Key defence: A lawsuit in the United States against 10 of the world’s leading car makers alleges they are complicit in the deaths of at least 13 people.

Class action lawsuit alleges 10 brands knew dangers of carbon monoxide poisoning

General News logo28 Aug 2015

TENS of millions of vehicles could be caught up in a lawsuit filed in a California court this week, which alleges that ten of the world’s leading car-makers have failed to fit safeguards to keyless ignition systems.

The lawsuit was filed in the Los Angeles Federal Court, on behalf of owners of keyless ignition-equipped cars, and attributes 13 deaths via carbon monoxide poisoning to the vehicle system.

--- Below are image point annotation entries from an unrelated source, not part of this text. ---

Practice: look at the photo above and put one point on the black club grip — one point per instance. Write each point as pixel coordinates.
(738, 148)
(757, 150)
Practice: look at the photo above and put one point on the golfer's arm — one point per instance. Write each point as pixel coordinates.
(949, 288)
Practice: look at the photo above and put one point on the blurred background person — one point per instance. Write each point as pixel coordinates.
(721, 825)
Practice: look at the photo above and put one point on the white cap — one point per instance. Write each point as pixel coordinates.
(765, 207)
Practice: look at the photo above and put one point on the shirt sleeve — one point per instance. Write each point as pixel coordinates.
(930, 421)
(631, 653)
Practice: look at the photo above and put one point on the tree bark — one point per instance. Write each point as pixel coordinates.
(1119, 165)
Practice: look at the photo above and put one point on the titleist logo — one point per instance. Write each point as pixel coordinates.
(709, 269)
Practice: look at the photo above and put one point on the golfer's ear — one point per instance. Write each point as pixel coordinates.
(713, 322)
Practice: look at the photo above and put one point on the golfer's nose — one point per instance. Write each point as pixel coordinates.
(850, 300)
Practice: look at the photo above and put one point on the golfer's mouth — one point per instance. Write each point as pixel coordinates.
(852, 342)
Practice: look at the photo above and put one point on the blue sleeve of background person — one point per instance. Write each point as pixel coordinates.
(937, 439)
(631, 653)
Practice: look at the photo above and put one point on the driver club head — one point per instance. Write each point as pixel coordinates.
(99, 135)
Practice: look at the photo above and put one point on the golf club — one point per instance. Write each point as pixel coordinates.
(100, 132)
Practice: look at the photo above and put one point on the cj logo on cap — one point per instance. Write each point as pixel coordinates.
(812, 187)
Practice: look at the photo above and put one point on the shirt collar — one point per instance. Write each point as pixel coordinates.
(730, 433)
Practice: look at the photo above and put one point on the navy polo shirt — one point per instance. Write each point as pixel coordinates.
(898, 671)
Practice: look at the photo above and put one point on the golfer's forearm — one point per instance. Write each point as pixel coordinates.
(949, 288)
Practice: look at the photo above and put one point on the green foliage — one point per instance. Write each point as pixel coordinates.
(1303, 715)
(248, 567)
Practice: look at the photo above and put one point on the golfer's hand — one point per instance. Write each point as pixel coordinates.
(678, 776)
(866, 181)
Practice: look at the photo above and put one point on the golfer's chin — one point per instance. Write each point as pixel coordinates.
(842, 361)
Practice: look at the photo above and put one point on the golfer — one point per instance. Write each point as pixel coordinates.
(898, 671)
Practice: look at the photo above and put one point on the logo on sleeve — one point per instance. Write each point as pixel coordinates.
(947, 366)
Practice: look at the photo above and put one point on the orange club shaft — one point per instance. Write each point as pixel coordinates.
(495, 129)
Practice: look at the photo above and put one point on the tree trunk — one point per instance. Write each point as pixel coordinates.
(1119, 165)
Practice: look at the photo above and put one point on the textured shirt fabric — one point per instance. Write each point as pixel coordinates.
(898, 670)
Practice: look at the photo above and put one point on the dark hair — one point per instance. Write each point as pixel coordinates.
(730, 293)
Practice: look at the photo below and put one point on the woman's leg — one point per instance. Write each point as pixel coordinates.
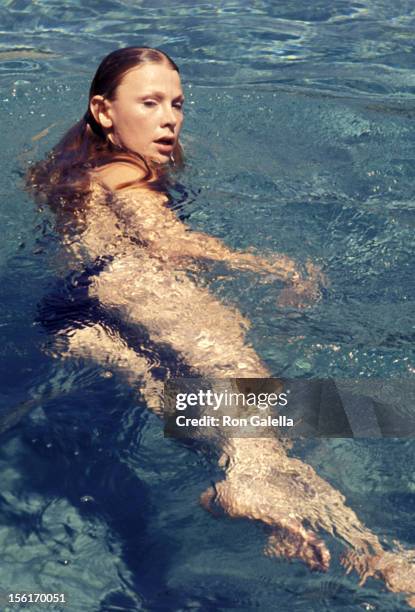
(261, 482)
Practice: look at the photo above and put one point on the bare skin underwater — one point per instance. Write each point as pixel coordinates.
(149, 286)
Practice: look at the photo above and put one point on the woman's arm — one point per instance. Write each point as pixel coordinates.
(144, 214)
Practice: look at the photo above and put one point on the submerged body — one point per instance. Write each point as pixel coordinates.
(100, 180)
(147, 284)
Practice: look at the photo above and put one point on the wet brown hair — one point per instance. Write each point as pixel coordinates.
(62, 178)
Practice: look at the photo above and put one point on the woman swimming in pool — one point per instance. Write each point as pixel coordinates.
(106, 180)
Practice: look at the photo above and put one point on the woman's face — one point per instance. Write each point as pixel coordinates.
(148, 107)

It alleges that, in the instance where the driver alights from the car without pushing the ‘engine on/off’ or equivalent button and the engine of the car is left running, a suitable warning system to alert the driver does not exist, thereby exposing the driver to the risk of carbon monoxide poisoning.

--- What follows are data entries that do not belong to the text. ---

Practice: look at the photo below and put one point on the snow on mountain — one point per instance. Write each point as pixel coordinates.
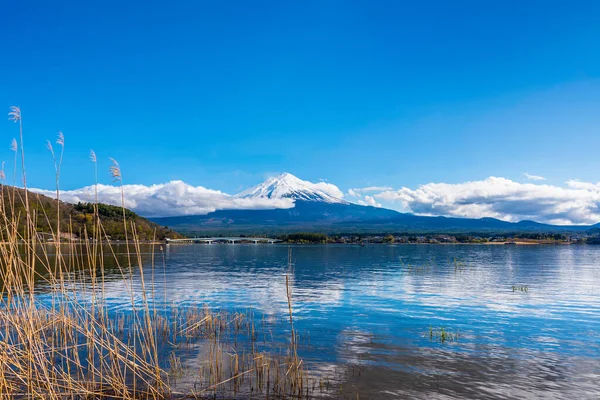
(287, 185)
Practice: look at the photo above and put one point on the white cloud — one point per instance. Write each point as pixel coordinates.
(328, 188)
(534, 177)
(168, 199)
(357, 192)
(577, 203)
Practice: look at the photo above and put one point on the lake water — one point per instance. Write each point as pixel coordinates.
(524, 321)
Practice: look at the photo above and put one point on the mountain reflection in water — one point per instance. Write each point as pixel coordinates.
(364, 314)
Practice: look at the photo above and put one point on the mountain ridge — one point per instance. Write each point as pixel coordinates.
(316, 210)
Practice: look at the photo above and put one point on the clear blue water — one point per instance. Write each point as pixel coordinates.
(370, 309)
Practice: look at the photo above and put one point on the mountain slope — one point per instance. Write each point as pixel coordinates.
(317, 210)
(287, 185)
(77, 218)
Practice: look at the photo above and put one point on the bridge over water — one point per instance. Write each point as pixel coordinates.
(210, 240)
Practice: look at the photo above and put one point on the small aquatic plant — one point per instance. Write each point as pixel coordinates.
(443, 335)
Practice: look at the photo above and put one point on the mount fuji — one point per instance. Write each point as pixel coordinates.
(287, 185)
(319, 207)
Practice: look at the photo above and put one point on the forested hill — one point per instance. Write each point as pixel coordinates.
(77, 218)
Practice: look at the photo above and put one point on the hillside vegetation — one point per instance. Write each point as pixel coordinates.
(76, 219)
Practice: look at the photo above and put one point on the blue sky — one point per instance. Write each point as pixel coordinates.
(222, 94)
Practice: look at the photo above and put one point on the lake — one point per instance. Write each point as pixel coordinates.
(404, 321)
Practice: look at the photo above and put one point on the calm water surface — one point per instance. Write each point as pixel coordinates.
(364, 313)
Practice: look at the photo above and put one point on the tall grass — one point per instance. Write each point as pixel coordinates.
(58, 338)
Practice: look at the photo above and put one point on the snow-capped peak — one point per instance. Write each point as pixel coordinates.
(287, 185)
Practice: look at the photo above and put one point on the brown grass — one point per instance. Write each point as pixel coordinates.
(59, 340)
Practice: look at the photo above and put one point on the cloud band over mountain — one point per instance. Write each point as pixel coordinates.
(577, 203)
(574, 203)
(168, 199)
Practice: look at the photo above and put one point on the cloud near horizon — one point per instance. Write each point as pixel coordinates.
(574, 203)
(534, 177)
(168, 199)
(577, 203)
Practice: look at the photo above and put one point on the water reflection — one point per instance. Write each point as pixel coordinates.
(364, 312)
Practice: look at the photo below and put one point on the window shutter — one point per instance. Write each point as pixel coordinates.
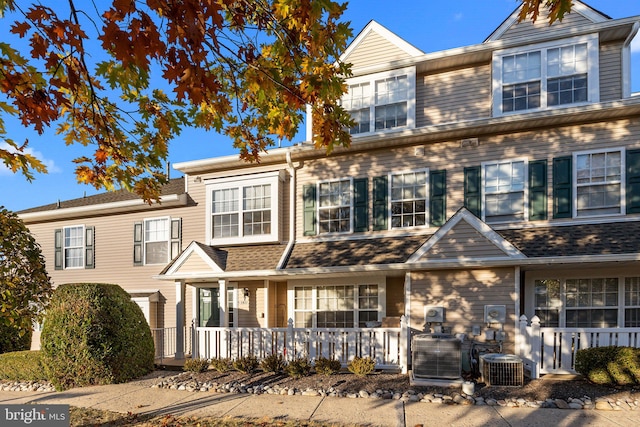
(472, 193)
(137, 243)
(538, 190)
(633, 181)
(437, 197)
(562, 180)
(57, 238)
(380, 203)
(309, 206)
(89, 244)
(360, 204)
(176, 237)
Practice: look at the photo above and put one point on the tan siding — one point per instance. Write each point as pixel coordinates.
(611, 71)
(453, 96)
(463, 241)
(464, 294)
(529, 29)
(375, 50)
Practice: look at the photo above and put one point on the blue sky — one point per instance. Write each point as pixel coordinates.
(438, 26)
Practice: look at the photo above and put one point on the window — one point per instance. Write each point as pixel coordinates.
(243, 209)
(504, 190)
(598, 182)
(74, 247)
(549, 75)
(386, 100)
(336, 306)
(409, 199)
(335, 206)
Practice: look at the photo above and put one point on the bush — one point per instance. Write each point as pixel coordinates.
(14, 338)
(326, 366)
(299, 368)
(609, 365)
(246, 364)
(22, 366)
(273, 363)
(196, 365)
(362, 366)
(94, 334)
(220, 364)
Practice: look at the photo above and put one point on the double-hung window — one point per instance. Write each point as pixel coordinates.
(546, 76)
(504, 190)
(381, 102)
(335, 206)
(243, 209)
(598, 178)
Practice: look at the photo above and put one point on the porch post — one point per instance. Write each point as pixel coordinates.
(180, 291)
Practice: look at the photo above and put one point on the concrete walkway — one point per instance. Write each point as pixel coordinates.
(138, 397)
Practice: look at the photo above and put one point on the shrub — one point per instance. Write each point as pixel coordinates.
(362, 366)
(298, 368)
(273, 363)
(220, 364)
(196, 365)
(22, 366)
(609, 365)
(94, 334)
(246, 364)
(326, 366)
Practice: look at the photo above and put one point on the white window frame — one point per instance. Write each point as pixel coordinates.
(525, 191)
(371, 79)
(593, 77)
(319, 208)
(241, 182)
(621, 182)
(65, 247)
(392, 200)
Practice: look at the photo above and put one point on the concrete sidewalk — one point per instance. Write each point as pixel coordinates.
(138, 397)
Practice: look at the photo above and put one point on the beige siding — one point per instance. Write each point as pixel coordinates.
(611, 71)
(463, 241)
(528, 29)
(449, 155)
(454, 95)
(463, 294)
(375, 50)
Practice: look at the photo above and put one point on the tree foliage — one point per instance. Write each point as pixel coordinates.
(25, 286)
(127, 79)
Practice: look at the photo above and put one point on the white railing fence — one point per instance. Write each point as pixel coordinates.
(387, 346)
(553, 350)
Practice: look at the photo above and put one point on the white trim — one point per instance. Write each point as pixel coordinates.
(482, 228)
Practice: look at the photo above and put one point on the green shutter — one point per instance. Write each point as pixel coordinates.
(360, 204)
(309, 206)
(380, 203)
(538, 190)
(633, 181)
(57, 239)
(137, 244)
(437, 197)
(89, 245)
(176, 237)
(472, 193)
(562, 187)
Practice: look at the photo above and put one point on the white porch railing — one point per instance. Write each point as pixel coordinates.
(387, 346)
(553, 350)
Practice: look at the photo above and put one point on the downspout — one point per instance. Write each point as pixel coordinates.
(292, 213)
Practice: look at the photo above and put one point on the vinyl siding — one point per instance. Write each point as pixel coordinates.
(611, 71)
(463, 294)
(453, 96)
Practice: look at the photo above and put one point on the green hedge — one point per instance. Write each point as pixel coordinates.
(94, 334)
(22, 366)
(609, 365)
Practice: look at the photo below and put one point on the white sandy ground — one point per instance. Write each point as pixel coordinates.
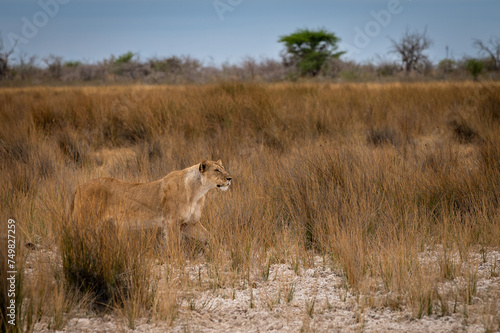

The lawsuit, filed under the names of 28 plaintiffs, lists Bentley, BMW, Ford, General Motors, Honda, Hyundai, Toyota, Kia, Mercedes-Benz, Nissan and Volkswagen, and alleges that the companies sold key fobs “without instituting adequate safeguards, warnings, or other safety features”.

The lawsuit goes on to claim that “automakers have known about the deadly consequences that can result when a driver exits a vehicle with our without the keyless fob and without having depressed the Start/Stop button. Nevertheless, even though an Auto-Off feature can be implemented without significant effort or cost, the Automakers have refused to act.”

All of the companies named in the American lawsuit sell various models in Australia with a keyless entry feature. However, keyless entry systems – and their functionality – not only vary from brand to brand and year to year, but from model to model.

Australian Design Rule 25 addresses the issue of securing vehicles via steering, ignition or transmission locks in order to start a car, but make no mention of requirements when turning the vehicle off. Remote starting – where a person is outside the car and wishes to start a car – is not approved under ADRs.